Prevalence of depression in the studies by Narimani et al. and Sadr et al. in the city of Tehran showed 17% and 23.7%, respectively 1,17. The prevalence in the study by Jafarpour in the city of Kermanshah was 17.5%.3 Korramirad el al. reported the related prevalence of depression in the city of Qom to be 23.7%.11
The findings in this study showed that 40 out of 110 mothers going to Garmsar health centers were depressed (score of over 12), and the post-natal depression prevalence was about 36%, which was more than the results obtained in similar studies.
Older age of mothers is among the effective factors in post-natal depression. Due to using newer information resources and taking care during pregnancy as well as higher education, yocaesunger mothers are probably less affected by post-natal depression. There was no relation in this study between mothers’ ages and depression. This was in conformity with the studies by Najafian and Hassan Zahraei, but it was not in conformity with the studies by Rahmani and Bek and Salmalian.4, 18-21
Since according to the results of some studies in Eastern communities, such as India and China, dissatisfaction from the child’s gender has an effective role in the creation of post-natal depression, the relation between the child’s gender and post-natal depression was also considered.22 There was no relation in this research between the infant’s sex and post-natal depression, which was in conformity with the studies by Abedian, Yagmar and Dowlatian, but it was not in conformity with the research by Hosseini.8,23-25
Mothers, higher education increases their knowledge about the social rights, psychophysical requirements and also promoting understandings and cooperation. Perhaps due to increasing the knowledge and better and easier access of mothers to information resources, they can be ready in accepting their new responsibility. However, there was no relation between lower education and depression, in this study. This was in conformity with the studies by Verdoux, Wang and Rahmani, but not with the researches by Hassan Zahraei and Chaaya.19,20,26-28
By increasing the number of children, mothers have less time for resting and recreation.
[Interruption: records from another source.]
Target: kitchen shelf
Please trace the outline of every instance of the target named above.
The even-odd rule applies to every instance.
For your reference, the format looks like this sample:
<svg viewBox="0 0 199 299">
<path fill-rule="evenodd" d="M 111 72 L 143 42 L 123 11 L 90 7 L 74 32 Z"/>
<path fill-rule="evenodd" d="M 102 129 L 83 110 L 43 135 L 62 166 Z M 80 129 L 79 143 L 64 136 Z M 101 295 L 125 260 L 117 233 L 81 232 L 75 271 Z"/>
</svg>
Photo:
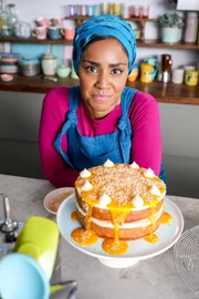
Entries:
<svg viewBox="0 0 199 299">
<path fill-rule="evenodd" d="M 11 82 L 0 81 L 0 91 L 46 93 L 54 86 L 75 85 L 78 85 L 78 80 L 71 78 L 57 79 L 56 82 L 52 82 L 45 80 L 43 75 L 14 75 L 14 79 Z M 198 86 L 189 87 L 185 84 L 161 83 L 157 81 L 146 84 L 142 83 L 139 80 L 133 83 L 127 82 L 126 85 L 151 94 L 160 103 L 199 105 Z"/>
<path fill-rule="evenodd" d="M 10 43 L 36 43 L 36 44 L 72 44 L 72 41 L 66 41 L 65 39 L 60 40 L 38 40 L 35 38 L 30 39 L 18 39 L 18 38 L 0 38 L 0 42 L 10 42 Z M 137 47 L 139 48 L 158 48 L 158 49 L 180 49 L 180 50 L 199 50 L 199 44 L 193 43 L 163 43 L 160 40 L 137 40 Z"/>
</svg>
Thus, these factors may cause mothers’ tiredness and may lead to post-natal depression. However, no relations existed between the number of childbirths and depression, which indicated similar results with the studies by Narimani.1 But, it was not in conformity with the researches by Hong and Rahmani.20,29
The type of labor is indicated for post-natal depression in some studies.30 No definite mechanism is reported however, for post caesarian depression. However, the longer recovery time, effects of anaesthesia and surgery, delays in daily activities and late fulfilment of daily activities as well as later relations between mothers and their newborn babies are perhaps effective in post-natal depression.31 There was no relation in this study between caesarian operation and depression, which indicated con.formity with the studies by Sword, Cutter, Najafian and Kamranpour, although it was not in conformity with the studies by Dowlatiun.8,18,32-34
Planned and wanted pregnancy is pleasant in the family. However, unwanted pregnancy has inappropriate effects on the mother, the infant and the whole family.35 The consequences of unwanted pregnancies are quite serious, having considerable effects on the mothers, her spouse, and the child in case of continuing the pregnancy. The results of the studies by Karakam and Rahmani in Turkey showed that women without planning for pregnancies are exposed to post-natal depression in comparison to the women with planned pregnancies.20,36 However, no relation was observed in this study between unwanted pregnancy and depression.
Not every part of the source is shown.